Uniform sampling of k integers from [0:n)

My goal is to sample k integers from 0, ... n-1 without duplication. The order of sampled integers doesn't matter. At every each call (which occurs very often), n and k will slightly vary but not much (n is about 250,000 and k is about 2,000). I've come up with the following amortized O(k) algorithm:

Prepare an array A with items 0, 1, 2, ... , n-1. This takes O(n) but since n is relatively stable, the cost can be made amortized constant.
Sample a random number r from [0:i] where i = n - 1. Here the cost is in fact related to n, but as n is not VERY BIG, this dependency is not critical.
Swap the rth item and the ith item in the array A.
Decrease i by 1.
Repeat k times the steps 2~4; now we have a random permutation of length k at the tail of A. Copy this.
We should roll back A to its initial state (0, ... , n-1) to keep the cost of the step 1 constant. This can be done by push r to a stack of length k at each pass of step 2. Preparation of the stack requires amortized constant cost.

I think uniform sampling of permutation/combination should be an exhaustively studied problem, so either (1) there is a much better solution, or at least (2) my solution is a (minor modification of) a well-known solution. Thus,

In case (1), I want to know that better solution.
In case (2), I want to find a reference.

Please help me. Thanks.

Solution

If k is much less than n -- say, less than half of n -- then the most efficient solution is to keep the numbers generated in a hash table (actually, a hash set, since there is no value associated with a key). If the random number happens to already be in the hash table, reject it and generate another one in its place. With the actual values of k and n suggested (k ∼ 2000; n ∼ 250,000) the expected number of rejections to generate k unique samples is less than 10, so it will hardly be noticeable. The size of the hash table is O(k), and it can simply be deleted at the end of the sample generation.
It is also possible to simulate the FYK shuffle algorithm using a hash table instead of a vector of n values, thereby avoiding having to reject generated random numbers. If you were using a vector A, you would start by initializing A[i] to i, for every 0 ≤ i < k. With the hash table H, you start with an empty hash table, and use the convention that H[i] is considered to be i if the key i is not in the hash table. Step 3 in your algorithm -- "swap A[r] with A[i]" -- becomes "add H[r] as the next element of the sample and set H[r] to H[i]". Note that it is unnecessary to set H[i] because that element will never be referred to again: all subsequent random numbers r are generate from a range which does not include i.

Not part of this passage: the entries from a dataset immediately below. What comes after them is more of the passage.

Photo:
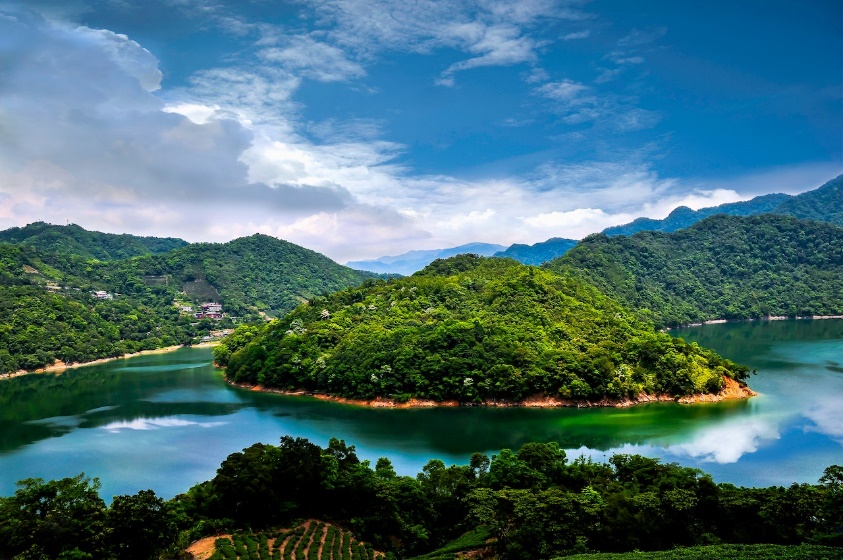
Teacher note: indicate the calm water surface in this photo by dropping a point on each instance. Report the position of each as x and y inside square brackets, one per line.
[167, 421]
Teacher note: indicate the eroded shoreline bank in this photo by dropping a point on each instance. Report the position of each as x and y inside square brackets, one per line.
[732, 390]
[60, 366]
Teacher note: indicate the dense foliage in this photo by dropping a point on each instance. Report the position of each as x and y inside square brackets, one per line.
[74, 240]
[313, 540]
[824, 204]
[539, 252]
[723, 267]
[533, 503]
[48, 311]
[248, 275]
[473, 330]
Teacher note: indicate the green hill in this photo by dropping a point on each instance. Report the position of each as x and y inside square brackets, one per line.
[824, 204]
[538, 253]
[74, 240]
[473, 330]
[48, 310]
[723, 267]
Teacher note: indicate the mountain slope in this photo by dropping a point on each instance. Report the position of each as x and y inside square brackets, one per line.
[824, 204]
[683, 216]
[472, 330]
[48, 309]
[538, 253]
[413, 261]
[723, 267]
[74, 240]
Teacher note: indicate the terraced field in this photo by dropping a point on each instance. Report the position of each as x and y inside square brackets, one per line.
[312, 540]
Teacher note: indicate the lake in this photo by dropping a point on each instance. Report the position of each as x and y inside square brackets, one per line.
[166, 421]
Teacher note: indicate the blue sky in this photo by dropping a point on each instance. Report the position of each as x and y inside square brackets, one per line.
[367, 127]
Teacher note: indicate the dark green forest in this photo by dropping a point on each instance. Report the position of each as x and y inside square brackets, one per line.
[474, 330]
[723, 267]
[824, 204]
[48, 311]
[534, 503]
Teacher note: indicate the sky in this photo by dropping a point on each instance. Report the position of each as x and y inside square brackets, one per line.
[361, 128]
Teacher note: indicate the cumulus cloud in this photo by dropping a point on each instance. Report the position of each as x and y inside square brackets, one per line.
[84, 138]
[728, 442]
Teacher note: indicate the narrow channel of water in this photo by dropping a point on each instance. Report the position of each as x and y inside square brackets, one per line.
[167, 421]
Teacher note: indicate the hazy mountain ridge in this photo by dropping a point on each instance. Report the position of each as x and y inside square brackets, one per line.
[413, 261]
[473, 330]
[540, 252]
[74, 240]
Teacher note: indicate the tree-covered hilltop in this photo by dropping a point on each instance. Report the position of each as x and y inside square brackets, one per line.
[526, 504]
[723, 267]
[75, 240]
[473, 330]
[824, 204]
[48, 311]
[538, 253]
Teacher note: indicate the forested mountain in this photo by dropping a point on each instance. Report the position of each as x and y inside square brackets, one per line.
[684, 217]
[472, 330]
[526, 504]
[413, 261]
[538, 253]
[48, 310]
[824, 204]
[723, 267]
[74, 240]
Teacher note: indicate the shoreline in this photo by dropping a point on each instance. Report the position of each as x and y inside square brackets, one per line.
[732, 390]
[59, 367]
[753, 319]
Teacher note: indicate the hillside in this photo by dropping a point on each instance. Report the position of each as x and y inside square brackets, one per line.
[538, 253]
[683, 217]
[74, 240]
[413, 261]
[824, 204]
[472, 330]
[723, 267]
[247, 275]
[49, 312]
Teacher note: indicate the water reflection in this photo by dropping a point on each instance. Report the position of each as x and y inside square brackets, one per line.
[167, 421]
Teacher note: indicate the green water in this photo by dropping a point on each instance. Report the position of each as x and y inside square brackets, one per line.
[166, 421]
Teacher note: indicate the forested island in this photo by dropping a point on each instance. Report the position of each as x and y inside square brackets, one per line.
[50, 275]
[532, 503]
[476, 331]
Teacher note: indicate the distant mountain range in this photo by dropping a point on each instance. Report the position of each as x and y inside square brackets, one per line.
[75, 240]
[413, 261]
[824, 204]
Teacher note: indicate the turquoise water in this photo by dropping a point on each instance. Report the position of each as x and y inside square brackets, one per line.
[166, 421]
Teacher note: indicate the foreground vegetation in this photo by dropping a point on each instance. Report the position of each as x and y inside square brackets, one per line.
[724, 267]
[473, 330]
[530, 503]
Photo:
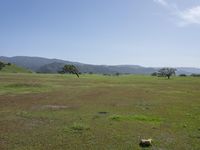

Because the hash table in this case contains both keys and values, it is larger than the hash set used in alternative 1, above, and the increased size (and consequent increase in memory cache misses) is likely to cause more overhead than is saved by eliminating rejections. However, it has the advantage of working even if k is occasionally close to n.
Finally, in your proposed algorithm, it is actually quite easy to restore A in O(k) time. A value A[j] will have been modified by the algorithm only if:

a. n − k ≤ j < n, or

b. there is some i such that n − k ≤ i < n and A[i] = j.

Consequently, you can restore the vector A by looking at each A[i] for n − k ≤ i < n: first, if A[i] < n−k, set A[A[i]] to A[i]; then, unconditionally set A[i] to i.